= Democratic Party (Macedonia) =

Political party in Macedonia

The Democratic Party (Демократска партија, Demokratska Partija, DP) was a political party in Macedonia.

==History==
The establishment of the party was announced by Petar Gošev in April 1993 after he left the Social Democratic Union, which he had previously headed. Gošev was joined by several former members of the League of Democracy, which was dissolved in May, as well as three other minor parties; Ilinden–Free Democrats, the Green Party and the Reform Party of Ohrid. A founding assembly was held on 27 June, and the party had three MPs going into the 1994 elections; Gošev, Mihail Panovski and Risto Jovanov.

The elections saw the party run on a platform of lower taxes and a privatisation voucher scheme. It finished in third place with 11% of the vote in the first round of voting, but boycotted the second round due to electoral irregularities, and as a result, failed to win a seat.

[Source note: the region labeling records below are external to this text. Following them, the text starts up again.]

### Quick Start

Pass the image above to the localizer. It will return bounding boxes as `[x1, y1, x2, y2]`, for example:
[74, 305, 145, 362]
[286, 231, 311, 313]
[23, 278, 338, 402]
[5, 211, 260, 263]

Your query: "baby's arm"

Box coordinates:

Despite its protestations, the DP was accused of violating a ban on campaigning in the 48 hours prior to election day by putting up posters in Kumanovo, and was subsequently fined 25,000 denars.

In April 1997 the party merged with the Liberal Party to form the Liberal Democratic Party, with Gošev becoming its first leader.

Despite the merger, a faction of the DP ran in the 1998 elections as part of an alliance with the MAAK – Conservative Party and the Macedonian Alliance. However, the alliance received less than 1% of the vote in both rounds and failed to win a seat. The DP did not contest any further elections.